Elastic recoil is made possible by highly elastic fibrous cells in the structure of the lungs. These cells can easily stretch to accommodate the lungs as they expand, and compress when the lungs shrink down on exhalation. Other cells in the body are more rigid and less capable of permitting elastic recoil. People with chronic lung diseases leading to scarring and the formation of plaques in the lungs may have impaired elastic recoil as their lungs are no longer as flexible. Essentially, the lungs are like a balloon inside the chest, expanding and contracting as air moves in and out.
Patients with airway constriction who can only take in small breaths can experience problems with elastic recoil, as the lungs may not expand enough on inhalation and a collapsed lung can develop. When patients are placed on assisted ventilation because they cannot breathe independently, the ventilating device is carefully adjusted to permit the patient's lungs to expand fully, without causing damage to the lungs by forcing too much air into the lungs or delivering air with too much pressure and disrupting the balance of tension and pressure inside the chest.
I am thankful for elastic recoil. I have a fear of suffocation, and sometimes I have nightmares about one of my lungs collapsing.
I used to have asthma as a child, and being unable to get a good breath was very scary to me. I think this is where the nightmares stem from, even though I am all better now.
I love the fact that the lungs have elastic fibers. It eases my mind a little to know that their very structure makes it easy for them to fill with air.

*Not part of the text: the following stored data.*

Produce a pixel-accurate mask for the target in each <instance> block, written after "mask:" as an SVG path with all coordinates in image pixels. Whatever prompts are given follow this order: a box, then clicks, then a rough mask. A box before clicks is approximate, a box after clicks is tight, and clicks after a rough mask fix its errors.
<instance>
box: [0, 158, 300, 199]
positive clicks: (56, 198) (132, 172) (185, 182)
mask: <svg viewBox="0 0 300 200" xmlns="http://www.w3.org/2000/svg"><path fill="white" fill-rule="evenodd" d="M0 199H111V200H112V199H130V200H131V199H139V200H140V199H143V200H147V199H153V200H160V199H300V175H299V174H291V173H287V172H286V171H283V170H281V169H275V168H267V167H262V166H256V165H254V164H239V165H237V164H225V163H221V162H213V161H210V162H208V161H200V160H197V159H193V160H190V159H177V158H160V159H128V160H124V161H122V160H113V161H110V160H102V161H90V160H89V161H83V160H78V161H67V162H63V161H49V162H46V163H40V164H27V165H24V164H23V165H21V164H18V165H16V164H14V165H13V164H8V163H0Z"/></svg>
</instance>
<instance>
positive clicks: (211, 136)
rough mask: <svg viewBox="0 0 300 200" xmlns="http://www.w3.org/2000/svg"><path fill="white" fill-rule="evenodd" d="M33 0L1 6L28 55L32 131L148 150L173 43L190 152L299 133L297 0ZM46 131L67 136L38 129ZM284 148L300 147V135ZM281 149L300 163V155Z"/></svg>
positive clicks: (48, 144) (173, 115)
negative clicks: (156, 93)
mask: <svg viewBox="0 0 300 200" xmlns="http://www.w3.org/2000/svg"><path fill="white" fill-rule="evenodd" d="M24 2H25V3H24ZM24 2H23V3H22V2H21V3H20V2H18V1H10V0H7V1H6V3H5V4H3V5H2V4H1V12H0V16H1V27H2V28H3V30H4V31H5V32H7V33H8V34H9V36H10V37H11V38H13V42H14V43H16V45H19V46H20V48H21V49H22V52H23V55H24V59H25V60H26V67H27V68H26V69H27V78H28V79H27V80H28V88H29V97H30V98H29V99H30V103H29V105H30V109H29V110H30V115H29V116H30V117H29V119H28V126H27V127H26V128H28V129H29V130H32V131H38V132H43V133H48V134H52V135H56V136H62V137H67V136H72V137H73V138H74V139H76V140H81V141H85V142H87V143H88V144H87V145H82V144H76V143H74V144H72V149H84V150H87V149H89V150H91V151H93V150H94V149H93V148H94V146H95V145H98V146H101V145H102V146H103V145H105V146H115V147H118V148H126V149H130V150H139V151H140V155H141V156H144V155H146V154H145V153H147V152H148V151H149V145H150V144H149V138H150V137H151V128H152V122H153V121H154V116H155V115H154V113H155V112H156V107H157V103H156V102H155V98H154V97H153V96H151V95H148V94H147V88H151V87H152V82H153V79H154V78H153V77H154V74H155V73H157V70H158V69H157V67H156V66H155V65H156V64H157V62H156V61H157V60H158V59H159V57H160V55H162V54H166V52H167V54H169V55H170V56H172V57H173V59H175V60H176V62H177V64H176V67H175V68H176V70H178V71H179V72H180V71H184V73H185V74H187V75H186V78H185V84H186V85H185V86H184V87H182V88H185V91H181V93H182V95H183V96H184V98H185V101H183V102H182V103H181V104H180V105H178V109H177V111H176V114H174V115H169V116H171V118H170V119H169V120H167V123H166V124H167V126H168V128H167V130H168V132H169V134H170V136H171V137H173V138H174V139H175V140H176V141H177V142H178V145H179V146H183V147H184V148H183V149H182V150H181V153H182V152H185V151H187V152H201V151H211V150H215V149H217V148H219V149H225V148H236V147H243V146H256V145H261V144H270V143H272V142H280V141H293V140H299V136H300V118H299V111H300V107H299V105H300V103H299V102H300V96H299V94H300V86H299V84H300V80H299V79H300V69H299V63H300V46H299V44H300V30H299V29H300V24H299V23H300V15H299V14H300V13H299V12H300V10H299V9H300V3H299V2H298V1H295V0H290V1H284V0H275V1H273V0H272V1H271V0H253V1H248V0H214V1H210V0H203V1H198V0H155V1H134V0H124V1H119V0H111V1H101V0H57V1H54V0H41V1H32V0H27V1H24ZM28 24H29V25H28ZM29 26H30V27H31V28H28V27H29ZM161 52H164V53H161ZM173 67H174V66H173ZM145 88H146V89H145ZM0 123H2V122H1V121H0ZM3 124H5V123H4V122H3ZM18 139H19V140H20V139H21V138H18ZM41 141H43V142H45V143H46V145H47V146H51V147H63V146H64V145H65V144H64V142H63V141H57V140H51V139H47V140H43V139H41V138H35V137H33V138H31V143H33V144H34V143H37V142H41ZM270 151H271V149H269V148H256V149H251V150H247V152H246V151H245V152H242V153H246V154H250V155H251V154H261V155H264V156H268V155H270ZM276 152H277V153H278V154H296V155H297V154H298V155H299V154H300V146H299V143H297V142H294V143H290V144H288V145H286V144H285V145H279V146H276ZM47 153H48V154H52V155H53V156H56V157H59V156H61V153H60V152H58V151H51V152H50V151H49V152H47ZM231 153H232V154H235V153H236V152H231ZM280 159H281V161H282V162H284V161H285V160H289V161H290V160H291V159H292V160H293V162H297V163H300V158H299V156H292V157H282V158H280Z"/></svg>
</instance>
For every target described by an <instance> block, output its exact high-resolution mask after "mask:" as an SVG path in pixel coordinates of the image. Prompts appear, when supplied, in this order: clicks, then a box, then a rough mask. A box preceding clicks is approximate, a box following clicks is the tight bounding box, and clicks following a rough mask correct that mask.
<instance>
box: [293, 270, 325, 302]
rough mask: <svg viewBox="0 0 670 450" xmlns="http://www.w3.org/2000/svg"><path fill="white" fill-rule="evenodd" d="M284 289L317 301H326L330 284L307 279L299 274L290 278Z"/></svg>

I'm a little less worried about collapsed lungs after reading this.
When my sister was in high school, she was involved in a very bad car accident. She was hospitalized for months and it is a miracle that she is alive today.
One of her lungs was collapsed from this accident and she was on a ventilator for quite awhile until her pulmonary function was stabilized and she didn't have any problems breathing on her own.
There were so many areas of her body that were affected by this accident, but it can be quite scary seeing someone on a ventilator knowing they can't breathe on their own.
Being removed from the ventilator was a big step toward her continuing recovery. This was a long process, but being able to breathe on her own was an important first step.